Wie emotional tot muss eine Gesellschaft sein, in der Menschen aussortiert werden sollen, die unvoreingenommen voller Herzenswärme und Lebendigkeit diese Welt bereichern und sich wahrscheinlich niemals die Frage stellen würden, welches Leben aussortiert werden müsste. Meine Tochter Alma hat mein Leben in ihren 94 Lebensminuten mehr bereichert als alles andere.
Ich habe durch die Geburt meiner Tochter die wertvollste Erfahrung meines bisherigen Lebens gemacht, nämlich das dieses nicht kontrollierbar ist.
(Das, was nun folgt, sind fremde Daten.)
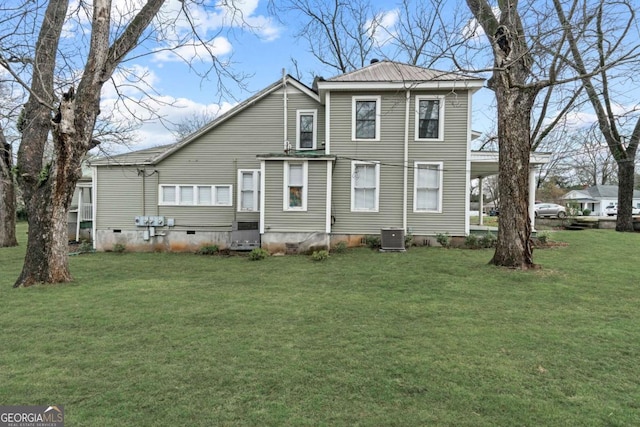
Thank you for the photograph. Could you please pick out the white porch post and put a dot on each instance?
(532, 196)
(481, 205)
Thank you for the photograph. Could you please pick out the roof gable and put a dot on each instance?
(151, 156)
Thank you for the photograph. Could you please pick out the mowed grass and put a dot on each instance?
(430, 337)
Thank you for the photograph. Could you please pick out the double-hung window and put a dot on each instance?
(295, 189)
(306, 129)
(365, 186)
(429, 118)
(366, 118)
(195, 195)
(427, 187)
(248, 190)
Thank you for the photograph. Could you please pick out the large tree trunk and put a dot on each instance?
(7, 196)
(626, 172)
(513, 248)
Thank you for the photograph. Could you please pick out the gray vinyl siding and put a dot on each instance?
(216, 157)
(314, 218)
(452, 152)
(299, 101)
(118, 197)
(389, 151)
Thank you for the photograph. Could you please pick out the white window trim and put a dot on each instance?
(440, 166)
(440, 98)
(305, 183)
(196, 189)
(378, 100)
(256, 191)
(313, 113)
(353, 189)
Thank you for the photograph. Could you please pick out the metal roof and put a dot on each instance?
(390, 71)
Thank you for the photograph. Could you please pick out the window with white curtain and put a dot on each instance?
(427, 194)
(365, 186)
(249, 190)
(295, 189)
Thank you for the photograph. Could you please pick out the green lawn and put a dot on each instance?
(431, 337)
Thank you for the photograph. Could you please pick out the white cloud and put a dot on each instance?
(194, 50)
(381, 28)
Auch wenn die Menschen immer mehr danach streben, so wird es vermutlich niemanden zufriedener machen und es werden wahrscheinlich immer weitere Möglichkeiten des Kontrollierens entwickelt werden.
Die NIPT sind eine menschliche Form der Kontrolle und der Suche nach dem perfekten Kind, die dazu führen, dass werdende Eltern vor fast unmöglich zu treffenden Entscheidungen stehen.
Meine Schwester hat eine Beeinträchtigung, die vor der Geburt nicht hätte gesehen werden können. Meine Mutter wurde dennoch gefragt, ob sie es denn nicht vorher gewusst hätte.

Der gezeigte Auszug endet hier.